Walking Away from the American Dream
"I was born in Berkeley, California, in a place called Castro Valley. We were actually the first black family to move to Castro Valley. The town certainly wasn't welcoming. It was a very isolating, fairly lonely environment until I could go back into my parents' house where I was safe. The people in the town were just determined to show us how much they didn't want us there."

"My childhood had a great influence in making me very determined to be independent and listen to my own voice. And that really put me in very good stead when I started my corporate career. I had built up my career, and I had climbed the corporate ladder. After a couple of decades, I had worked myself up to being a Vice President and General Manager of a Fortune 500 Company in Silicon Valley."
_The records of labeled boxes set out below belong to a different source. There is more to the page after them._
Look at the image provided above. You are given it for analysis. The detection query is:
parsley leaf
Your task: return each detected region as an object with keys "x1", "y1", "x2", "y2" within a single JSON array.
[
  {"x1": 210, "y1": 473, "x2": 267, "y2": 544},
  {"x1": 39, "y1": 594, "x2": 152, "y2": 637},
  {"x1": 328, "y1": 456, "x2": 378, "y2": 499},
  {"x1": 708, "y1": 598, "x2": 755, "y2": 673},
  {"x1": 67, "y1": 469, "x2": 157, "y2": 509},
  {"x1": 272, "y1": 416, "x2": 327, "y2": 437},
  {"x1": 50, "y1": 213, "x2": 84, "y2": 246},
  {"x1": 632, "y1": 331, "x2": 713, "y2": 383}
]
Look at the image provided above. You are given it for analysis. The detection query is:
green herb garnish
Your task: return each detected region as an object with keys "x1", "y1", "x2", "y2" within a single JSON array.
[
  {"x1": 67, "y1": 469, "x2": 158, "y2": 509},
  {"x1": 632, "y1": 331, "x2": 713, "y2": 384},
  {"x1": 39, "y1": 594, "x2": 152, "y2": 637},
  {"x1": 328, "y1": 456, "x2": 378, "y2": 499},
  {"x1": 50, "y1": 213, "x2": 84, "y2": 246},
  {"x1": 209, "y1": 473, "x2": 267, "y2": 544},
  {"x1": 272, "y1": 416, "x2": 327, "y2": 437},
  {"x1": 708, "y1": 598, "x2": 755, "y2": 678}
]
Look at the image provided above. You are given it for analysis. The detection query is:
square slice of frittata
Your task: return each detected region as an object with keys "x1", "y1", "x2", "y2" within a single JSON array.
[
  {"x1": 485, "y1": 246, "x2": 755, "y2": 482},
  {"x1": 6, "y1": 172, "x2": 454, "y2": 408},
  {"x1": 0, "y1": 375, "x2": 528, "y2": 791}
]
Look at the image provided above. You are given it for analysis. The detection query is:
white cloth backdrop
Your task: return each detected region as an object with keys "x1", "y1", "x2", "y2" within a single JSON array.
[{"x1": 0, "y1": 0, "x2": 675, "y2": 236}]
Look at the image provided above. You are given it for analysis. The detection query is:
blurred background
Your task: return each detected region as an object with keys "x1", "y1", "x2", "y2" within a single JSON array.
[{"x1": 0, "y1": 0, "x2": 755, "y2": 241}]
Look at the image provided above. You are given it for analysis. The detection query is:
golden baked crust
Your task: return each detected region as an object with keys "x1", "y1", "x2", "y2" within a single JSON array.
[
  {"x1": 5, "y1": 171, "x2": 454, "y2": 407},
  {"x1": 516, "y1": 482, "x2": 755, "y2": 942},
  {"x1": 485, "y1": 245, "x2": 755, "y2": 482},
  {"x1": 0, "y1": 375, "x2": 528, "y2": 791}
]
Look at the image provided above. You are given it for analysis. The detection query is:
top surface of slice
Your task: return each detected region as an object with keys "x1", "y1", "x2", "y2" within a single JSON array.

"But when I walked away from [Corporate America], I think that everybody was surprised. And I know that my mother very specifically was disappointed because she was proud of the position that I had attained. If I had quit that job to go to another job, I think maybe she could have suspended disbelief for a minute. But as it was, she just shook her head. But I felt that I was supposed to be doing something else."
Lalita Tademy
Becoming a Writer
"In 1995, I quit my job. And that came as a shock to many people, including myself. I started during the year that I had given myself to find out what I was going to do with the next chapter of my life. And just to fill in the extra hours, I began to do genealogy research. I did research, at first maybe just a couple days a week, and then it became every day. As I began to uncover story after story of my ancestors, I just couldn't keep away from them. And then I began to travel to Louisiana to find out more, and to be closer to the area that I now knew that my ancestors came from, Cane River. I began to understand that there were powerful stories that needed to be told."
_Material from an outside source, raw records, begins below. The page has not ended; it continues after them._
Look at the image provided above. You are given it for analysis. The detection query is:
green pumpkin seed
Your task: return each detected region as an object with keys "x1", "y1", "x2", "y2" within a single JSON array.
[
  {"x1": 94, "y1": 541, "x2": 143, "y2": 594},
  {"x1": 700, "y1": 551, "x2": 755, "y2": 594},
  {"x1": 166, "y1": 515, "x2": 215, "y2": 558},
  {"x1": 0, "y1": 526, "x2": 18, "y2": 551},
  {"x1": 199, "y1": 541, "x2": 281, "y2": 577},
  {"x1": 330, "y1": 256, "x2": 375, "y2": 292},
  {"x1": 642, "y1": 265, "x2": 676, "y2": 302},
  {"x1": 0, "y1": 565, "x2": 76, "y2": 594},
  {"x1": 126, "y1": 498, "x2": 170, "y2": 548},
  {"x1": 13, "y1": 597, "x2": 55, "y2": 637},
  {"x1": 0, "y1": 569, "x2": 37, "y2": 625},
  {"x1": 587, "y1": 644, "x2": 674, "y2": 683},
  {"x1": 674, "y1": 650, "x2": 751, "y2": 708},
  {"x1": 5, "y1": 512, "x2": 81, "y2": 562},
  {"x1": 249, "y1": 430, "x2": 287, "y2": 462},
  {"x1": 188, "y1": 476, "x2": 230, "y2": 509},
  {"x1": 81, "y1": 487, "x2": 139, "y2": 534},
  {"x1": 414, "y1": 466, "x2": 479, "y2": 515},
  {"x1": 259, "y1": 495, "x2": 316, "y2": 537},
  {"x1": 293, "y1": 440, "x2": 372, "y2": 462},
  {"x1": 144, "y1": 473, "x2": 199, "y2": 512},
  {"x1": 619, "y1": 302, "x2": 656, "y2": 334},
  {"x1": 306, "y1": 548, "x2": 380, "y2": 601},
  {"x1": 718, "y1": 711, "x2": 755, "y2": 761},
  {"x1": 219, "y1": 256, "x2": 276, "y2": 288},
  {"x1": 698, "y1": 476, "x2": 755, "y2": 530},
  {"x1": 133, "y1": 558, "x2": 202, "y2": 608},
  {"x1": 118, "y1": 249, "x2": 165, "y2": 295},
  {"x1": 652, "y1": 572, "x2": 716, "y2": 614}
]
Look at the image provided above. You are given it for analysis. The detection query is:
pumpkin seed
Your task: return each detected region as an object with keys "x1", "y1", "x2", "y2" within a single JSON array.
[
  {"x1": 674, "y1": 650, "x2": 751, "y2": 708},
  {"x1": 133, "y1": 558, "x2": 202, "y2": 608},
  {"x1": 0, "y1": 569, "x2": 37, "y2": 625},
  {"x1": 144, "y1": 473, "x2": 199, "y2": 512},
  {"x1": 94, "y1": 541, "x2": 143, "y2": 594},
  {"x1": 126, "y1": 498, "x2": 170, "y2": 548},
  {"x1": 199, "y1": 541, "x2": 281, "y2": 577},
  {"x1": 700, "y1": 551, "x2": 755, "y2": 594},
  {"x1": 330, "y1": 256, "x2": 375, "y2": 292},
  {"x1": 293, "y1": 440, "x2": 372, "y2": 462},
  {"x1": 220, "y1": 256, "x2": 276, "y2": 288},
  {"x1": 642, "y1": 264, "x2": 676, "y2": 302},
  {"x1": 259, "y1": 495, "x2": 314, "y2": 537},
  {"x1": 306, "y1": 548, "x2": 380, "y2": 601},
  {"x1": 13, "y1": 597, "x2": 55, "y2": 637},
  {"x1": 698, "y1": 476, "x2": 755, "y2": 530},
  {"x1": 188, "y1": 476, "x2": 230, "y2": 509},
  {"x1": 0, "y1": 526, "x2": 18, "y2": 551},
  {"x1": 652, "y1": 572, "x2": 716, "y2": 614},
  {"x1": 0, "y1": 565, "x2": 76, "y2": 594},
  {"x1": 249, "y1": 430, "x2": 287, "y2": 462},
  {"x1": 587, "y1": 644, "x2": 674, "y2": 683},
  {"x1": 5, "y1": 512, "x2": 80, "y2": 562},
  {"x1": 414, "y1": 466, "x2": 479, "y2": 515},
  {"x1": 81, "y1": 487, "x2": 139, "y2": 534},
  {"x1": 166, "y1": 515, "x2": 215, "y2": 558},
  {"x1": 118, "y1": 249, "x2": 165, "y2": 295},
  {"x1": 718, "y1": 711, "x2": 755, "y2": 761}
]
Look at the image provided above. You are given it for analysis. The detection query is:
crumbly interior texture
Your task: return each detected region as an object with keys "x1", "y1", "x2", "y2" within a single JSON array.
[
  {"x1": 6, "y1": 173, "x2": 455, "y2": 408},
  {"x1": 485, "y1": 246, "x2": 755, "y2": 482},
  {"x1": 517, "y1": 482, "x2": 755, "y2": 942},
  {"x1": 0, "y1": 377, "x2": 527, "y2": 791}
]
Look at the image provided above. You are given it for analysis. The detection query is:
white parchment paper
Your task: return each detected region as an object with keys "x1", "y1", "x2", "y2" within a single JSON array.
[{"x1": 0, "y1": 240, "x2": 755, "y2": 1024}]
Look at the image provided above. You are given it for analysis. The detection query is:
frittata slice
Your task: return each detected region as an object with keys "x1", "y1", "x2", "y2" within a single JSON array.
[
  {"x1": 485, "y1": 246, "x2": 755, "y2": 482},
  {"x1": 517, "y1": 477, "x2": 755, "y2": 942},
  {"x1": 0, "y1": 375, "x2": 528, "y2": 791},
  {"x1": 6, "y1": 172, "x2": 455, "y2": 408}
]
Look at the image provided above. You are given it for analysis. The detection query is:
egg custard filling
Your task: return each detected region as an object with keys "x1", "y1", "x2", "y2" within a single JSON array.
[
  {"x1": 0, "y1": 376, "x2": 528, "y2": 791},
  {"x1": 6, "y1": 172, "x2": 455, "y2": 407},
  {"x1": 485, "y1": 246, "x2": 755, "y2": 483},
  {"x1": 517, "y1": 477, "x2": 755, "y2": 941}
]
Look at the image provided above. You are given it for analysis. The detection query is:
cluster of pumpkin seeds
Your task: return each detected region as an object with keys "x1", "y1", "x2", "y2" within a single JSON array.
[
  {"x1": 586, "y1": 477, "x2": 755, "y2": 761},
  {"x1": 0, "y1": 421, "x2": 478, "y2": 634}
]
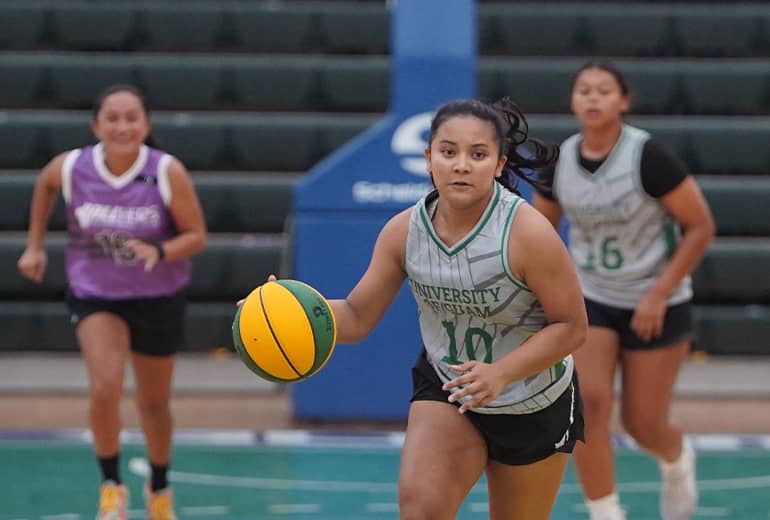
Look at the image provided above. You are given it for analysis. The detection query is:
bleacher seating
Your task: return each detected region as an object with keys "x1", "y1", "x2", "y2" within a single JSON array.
[{"x1": 0, "y1": 0, "x2": 770, "y2": 354}]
"I literally woke up one morning and said 'I am going to write a book.' I didn't write it from chapter one. I just tried to get to know who these women [my ancestors] were. I wrote in their voices for a couple of months. I would write it as a diary, and then I would put two of them in the room together and see how they interacted with one another. And then I put three in a room together until I began to really feel that I had a handle on who they were and how they would react. And what happened was a novel."
Cane River in Louisiana
Finding Cane River
"Cane River is a real place. It's a haunting, beautiful place in the center of the State of Louisiana. And it has the majestic oak trees with the dripping moss. It's lush. It's gorgeous. But it has the feel of the history of America to it as well. Before 1995, I had never even known that Cane River existed. But as I began to go and visit Cane River, I was captivated by the feel of the place."
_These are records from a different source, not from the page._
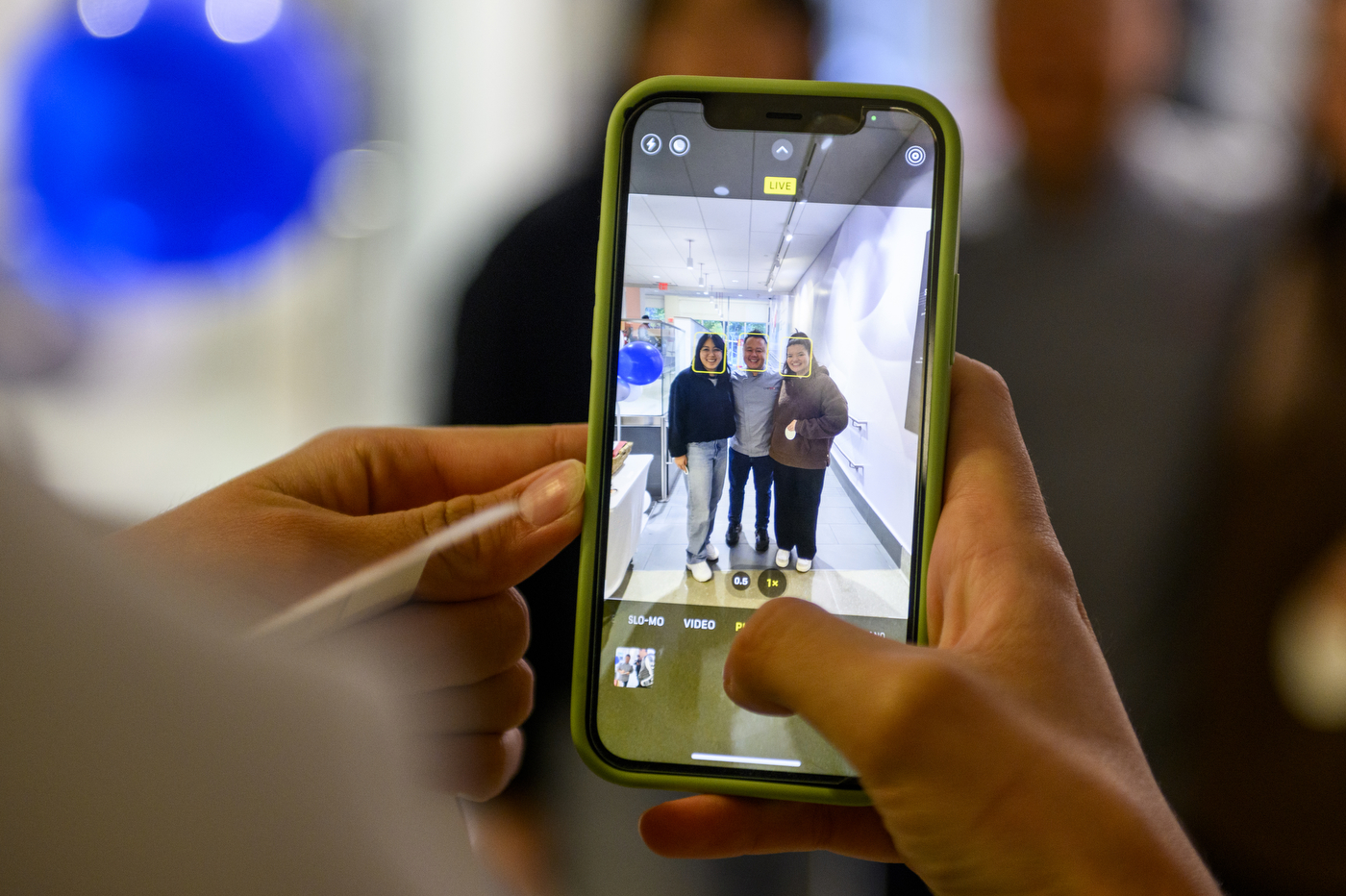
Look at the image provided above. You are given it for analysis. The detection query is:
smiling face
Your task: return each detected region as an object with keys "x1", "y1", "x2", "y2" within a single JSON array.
[
  {"x1": 700, "y1": 339, "x2": 724, "y2": 373},
  {"x1": 743, "y1": 336, "x2": 766, "y2": 370}
]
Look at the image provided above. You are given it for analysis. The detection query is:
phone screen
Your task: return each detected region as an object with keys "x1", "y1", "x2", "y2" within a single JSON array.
[{"x1": 589, "y1": 91, "x2": 939, "y2": 785}]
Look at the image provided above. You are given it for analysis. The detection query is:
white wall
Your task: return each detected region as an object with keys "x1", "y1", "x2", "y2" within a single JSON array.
[
  {"x1": 0, "y1": 0, "x2": 630, "y2": 521},
  {"x1": 794, "y1": 206, "x2": 930, "y2": 553}
]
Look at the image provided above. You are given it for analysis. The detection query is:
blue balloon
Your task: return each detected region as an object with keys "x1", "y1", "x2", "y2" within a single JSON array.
[
  {"x1": 616, "y1": 341, "x2": 663, "y2": 386},
  {"x1": 16, "y1": 0, "x2": 360, "y2": 286}
]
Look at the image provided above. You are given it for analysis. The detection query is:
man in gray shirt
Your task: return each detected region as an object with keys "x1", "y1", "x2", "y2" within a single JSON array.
[{"x1": 724, "y1": 331, "x2": 781, "y2": 553}]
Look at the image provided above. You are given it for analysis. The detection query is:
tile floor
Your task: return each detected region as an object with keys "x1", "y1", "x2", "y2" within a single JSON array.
[{"x1": 613, "y1": 471, "x2": 909, "y2": 619}]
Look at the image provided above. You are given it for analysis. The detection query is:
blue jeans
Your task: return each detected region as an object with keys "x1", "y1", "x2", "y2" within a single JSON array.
[
  {"x1": 730, "y1": 448, "x2": 775, "y2": 532},
  {"x1": 686, "y1": 438, "x2": 730, "y2": 565}
]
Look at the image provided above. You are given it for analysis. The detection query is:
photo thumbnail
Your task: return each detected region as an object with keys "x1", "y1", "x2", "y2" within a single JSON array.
[{"x1": 612, "y1": 647, "x2": 657, "y2": 687}]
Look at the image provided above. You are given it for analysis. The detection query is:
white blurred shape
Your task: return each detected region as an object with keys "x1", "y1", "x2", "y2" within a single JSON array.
[
  {"x1": 313, "y1": 142, "x2": 403, "y2": 238},
  {"x1": 206, "y1": 0, "x2": 282, "y2": 43},
  {"x1": 78, "y1": 0, "x2": 149, "y2": 37}
]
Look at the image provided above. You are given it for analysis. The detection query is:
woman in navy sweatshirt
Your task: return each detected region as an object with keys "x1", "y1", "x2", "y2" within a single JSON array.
[{"x1": 669, "y1": 333, "x2": 735, "y2": 582}]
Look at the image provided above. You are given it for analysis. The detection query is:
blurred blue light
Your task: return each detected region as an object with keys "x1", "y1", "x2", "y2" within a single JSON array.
[{"x1": 14, "y1": 0, "x2": 358, "y2": 287}]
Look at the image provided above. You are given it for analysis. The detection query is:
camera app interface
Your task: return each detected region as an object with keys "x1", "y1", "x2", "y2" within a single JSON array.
[{"x1": 598, "y1": 101, "x2": 935, "y2": 776}]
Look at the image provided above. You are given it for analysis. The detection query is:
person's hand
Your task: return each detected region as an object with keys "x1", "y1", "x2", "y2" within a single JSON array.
[
  {"x1": 113, "y1": 427, "x2": 586, "y2": 799},
  {"x1": 640, "y1": 357, "x2": 1218, "y2": 893}
]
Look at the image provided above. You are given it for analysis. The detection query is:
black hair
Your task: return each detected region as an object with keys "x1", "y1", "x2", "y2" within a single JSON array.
[
  {"x1": 781, "y1": 330, "x2": 818, "y2": 377},
  {"x1": 692, "y1": 333, "x2": 724, "y2": 374}
]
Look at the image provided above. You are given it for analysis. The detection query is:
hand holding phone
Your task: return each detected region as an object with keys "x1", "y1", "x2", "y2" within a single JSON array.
[
  {"x1": 640, "y1": 358, "x2": 1218, "y2": 896},
  {"x1": 572, "y1": 78, "x2": 961, "y2": 803}
]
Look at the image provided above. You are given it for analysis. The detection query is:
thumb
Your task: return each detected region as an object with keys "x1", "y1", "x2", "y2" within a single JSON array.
[{"x1": 724, "y1": 597, "x2": 932, "y2": 775}]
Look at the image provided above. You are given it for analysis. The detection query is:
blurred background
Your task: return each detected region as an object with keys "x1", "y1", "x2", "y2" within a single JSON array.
[{"x1": 0, "y1": 0, "x2": 1346, "y2": 896}]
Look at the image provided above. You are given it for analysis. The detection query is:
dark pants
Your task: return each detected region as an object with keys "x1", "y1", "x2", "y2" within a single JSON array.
[
  {"x1": 775, "y1": 462, "x2": 828, "y2": 560},
  {"x1": 730, "y1": 448, "x2": 775, "y2": 532}
]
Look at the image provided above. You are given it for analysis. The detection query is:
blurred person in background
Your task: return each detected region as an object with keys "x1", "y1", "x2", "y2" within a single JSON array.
[
  {"x1": 441, "y1": 0, "x2": 814, "y2": 896},
  {"x1": 1187, "y1": 0, "x2": 1346, "y2": 896},
  {"x1": 959, "y1": 0, "x2": 1255, "y2": 805}
]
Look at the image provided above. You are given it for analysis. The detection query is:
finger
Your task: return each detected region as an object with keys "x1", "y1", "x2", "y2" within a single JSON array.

"A lot of the areas that were the plantations that I talk about in the book no longer exist. For one thing, so much of it was burned by the Civil War. The plantation where my story is set, on the Derbanne lands, was really smaller. [The plantation] had about 40 slaves during its peak, and about 30 slaves when it was sold in 1850. It was just a one story, low slung home not at all like the grand columns and pillars. ... It's very different then the Gone with the Wind image that people have of plantations."

"St. Augustine Church was really built by a free person of color. This is where the free people of color went to church in the early 1800's, and they had reserved eight pews for the white planters along the river, too. The church itself still stands and it's quite a landmark."
Discovering the Women of Cane River
"Writing Cane River affected me actually more than I suspected it would. The day that I got the Bill of Sale that displayed, visibly, that my great-great- great-great-grandmother Elisabeth was sold in 1850 for $800 was really an amazing experience in many ways. I was first and foremost elated. It proved that she existed categorically...and very quickly, I went from elation to absolute dejection."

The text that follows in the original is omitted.